Tout d’abord, en effet, il ne s’agit évidemment pas d’une restitution au sens du droit – celle-ci demeure illégale – mais d’un nouveau tour de passe-passe destiné, précisément, à contourner la loi qui protège le domaine public mobilier de l’État français, dont font parties les collections muséales, lesquelles sont à ce titre sont inaliénables, imprescriptibles et insaisissables.

Le sabre dit d’El Hadj Oumar Tall, collection du musée de l’Armée à Paris, appartient encore et toujours au domaine public français et ce jusqu’au jour, dont ne doute malheureusement pas un instant l’exécutif, où le Parlement français, aux ordres du Prince, fera sauter – sabre au clair – le principe d’inaliénabilité qui s’attache depuis l’édit de Moulins de 1566 au domaine public.

A ce stade, comme le relèvent nombre de commentateurs, notamment africains, cette restitution, annoncée en grande pompe, n’est qu’un prêt de cinq ans consenti au Sénégal.

Et puis, osons le dire, ce sabre pas plus qu’aucun autre, voire moins que tout autre, ne pourrait « symboliser l’amitié et le respect » entre les peuples français et sénégalais, dont Léopold Sédar Senghor est quant à lui le véritable trait d’union.

Ce sabre dont la lame fut forgée en France n’est rien d’autre que l’affirmation d’un pouvoir brutal exercé sans partage par son illustre propriétaire originaire, El Hadj Oumar Tall, qui, pour « guide spirituel » ou « érudit » qu’il fut, mena également l’une des premières grandes guerres saintes islamiques que connut l’Afrique occidentale au XIXe siècle et c’est en menant le djihad qu’El Hadj Oumar Tall fonda l’empire Toucouleur sur le territoire de ce qui est aujourd’hui la Guinée, le Sénégal et le Mali.

Si, comme l’a déclaré le président sénégalais Macky Sall, « le patrimoine rapatrié à sa source relie les peuples à leur histoire », celle-ci n’est pas celle dont on voudrait nous imposer l’image pour justifier de l’abandon du principe d’inaliénabilité des collections muséales et légitimer les restitutions coûte que coûte.
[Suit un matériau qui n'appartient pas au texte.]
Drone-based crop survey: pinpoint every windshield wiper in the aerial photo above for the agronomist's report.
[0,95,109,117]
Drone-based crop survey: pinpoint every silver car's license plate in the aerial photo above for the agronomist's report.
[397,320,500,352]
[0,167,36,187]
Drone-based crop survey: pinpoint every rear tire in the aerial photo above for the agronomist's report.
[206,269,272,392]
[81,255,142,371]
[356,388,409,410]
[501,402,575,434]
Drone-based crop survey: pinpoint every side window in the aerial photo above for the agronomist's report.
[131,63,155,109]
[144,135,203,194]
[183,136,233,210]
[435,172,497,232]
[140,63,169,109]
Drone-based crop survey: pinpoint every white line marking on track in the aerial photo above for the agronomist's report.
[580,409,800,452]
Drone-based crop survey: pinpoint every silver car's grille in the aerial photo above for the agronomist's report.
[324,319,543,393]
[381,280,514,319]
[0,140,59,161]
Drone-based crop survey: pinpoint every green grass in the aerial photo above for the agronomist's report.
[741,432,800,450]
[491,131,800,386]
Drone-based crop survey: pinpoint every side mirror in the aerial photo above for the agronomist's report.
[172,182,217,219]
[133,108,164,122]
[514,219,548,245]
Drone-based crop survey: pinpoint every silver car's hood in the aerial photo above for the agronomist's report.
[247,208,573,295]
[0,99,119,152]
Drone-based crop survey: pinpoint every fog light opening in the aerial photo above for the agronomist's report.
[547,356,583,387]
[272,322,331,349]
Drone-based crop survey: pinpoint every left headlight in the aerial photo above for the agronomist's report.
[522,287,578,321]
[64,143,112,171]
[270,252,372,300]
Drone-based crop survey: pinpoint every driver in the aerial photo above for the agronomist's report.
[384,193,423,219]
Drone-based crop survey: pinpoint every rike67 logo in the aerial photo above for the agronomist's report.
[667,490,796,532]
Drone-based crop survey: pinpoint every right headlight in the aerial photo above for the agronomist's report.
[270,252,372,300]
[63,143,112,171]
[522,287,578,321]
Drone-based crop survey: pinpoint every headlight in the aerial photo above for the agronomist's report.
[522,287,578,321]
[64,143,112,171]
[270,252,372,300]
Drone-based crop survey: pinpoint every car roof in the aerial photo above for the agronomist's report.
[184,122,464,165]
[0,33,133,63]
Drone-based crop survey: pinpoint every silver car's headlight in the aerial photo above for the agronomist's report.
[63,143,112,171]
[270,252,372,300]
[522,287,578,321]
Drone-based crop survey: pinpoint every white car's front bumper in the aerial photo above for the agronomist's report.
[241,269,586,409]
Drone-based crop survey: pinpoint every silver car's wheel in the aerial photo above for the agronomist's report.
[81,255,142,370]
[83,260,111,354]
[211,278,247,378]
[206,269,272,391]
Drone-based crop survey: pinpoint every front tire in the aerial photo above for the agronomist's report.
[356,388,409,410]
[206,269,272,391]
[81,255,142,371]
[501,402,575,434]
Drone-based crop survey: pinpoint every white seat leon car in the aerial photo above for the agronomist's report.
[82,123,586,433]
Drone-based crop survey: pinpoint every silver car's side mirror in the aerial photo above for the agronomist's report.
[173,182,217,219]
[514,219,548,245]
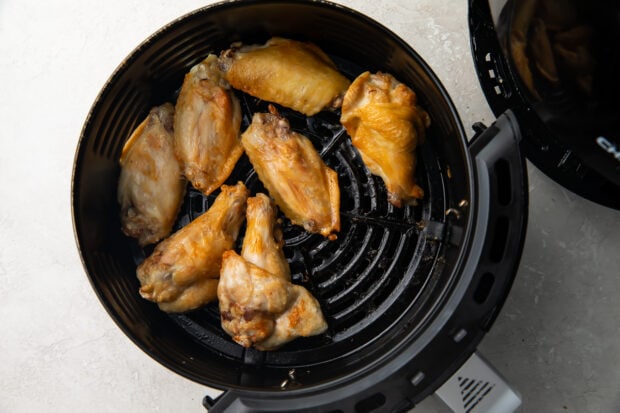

Ainsi, la simple lecture des travaux de l’historienne malienne Madina Ly-Tall publiés en 1996 dans le volume VI de l’« Histoire générale de l’Afrique », pages 658 à 682, montre « la violence avec laquelle l’islam fut imposé à des peuples pétris par plusieurs siècles de croyances à leurs religions traditionnelles » notamment aux populations animistes bambara, dont plusieurs cités importantes furent ravagées par les mudjāhidūn d’El Hadj Oumar Tall, pour qui « la terreur était une arme stratégique : massacre des hommes, réduction à l’esclavage des femmes et des enfants brisaient le moral des pays menacés et amenaient certains à se rendre sans combattre » (p. 671). L’historienne décrit également la pratique systématique du butin de guerre (p. 675) dont les chantres des restitutions font souvent la justification. On pourrait encore citer d’autres travaux comme ceux du professeur Ira M. Lapidus sur une économie fondée sur l’esclavage [2].

Enfin, et pardon de m’accrocher à des détails historiques qui ne semblent pas intéresser le politique, mais contrairement à ce que prétend Edouard Philippe, « Le petit-fils d’El Hadj Oumar » n’a pas « été le premier officier de Saint Cyr d’origine africaine » puisque le général Dodds, héros de la campagne du Dahomey, fut promu presque trente ans plus tôt, en 1862.

Convenons également qu’il est plus que curieux de restituer le dimanche un symbole de l’établissement par le djihad d’un empire islamique fondé au prix de la soumission brutale de populations locales animistes et de participer le lendemain à un forum consacré à la paix et la sécurité en Afrique en fustigeant, à juste titre cette fois, les groupes terroristes se revendiquant de Daesh dont, finalement, le but n’est autre que d’imposer à leur tour par la force un état islamique, notamment, comme le fit au Mali celui dont on honorait la mémoire la veille, El Hadj Oumar Tall.

La place du sabre d’El Hadj Oumar Tall est-elle au Sénégal, comme l’affirme Edouard Philippe ? Rien n’est moins certain mais, à Paris, il n’était que le souvenir d’une victoire d’un empire colonial sur un autre, alors qu’à Dakar, il risque de redevenir celui de l’un des premiers califats imposés en Afrique de l’Ouest par la violence.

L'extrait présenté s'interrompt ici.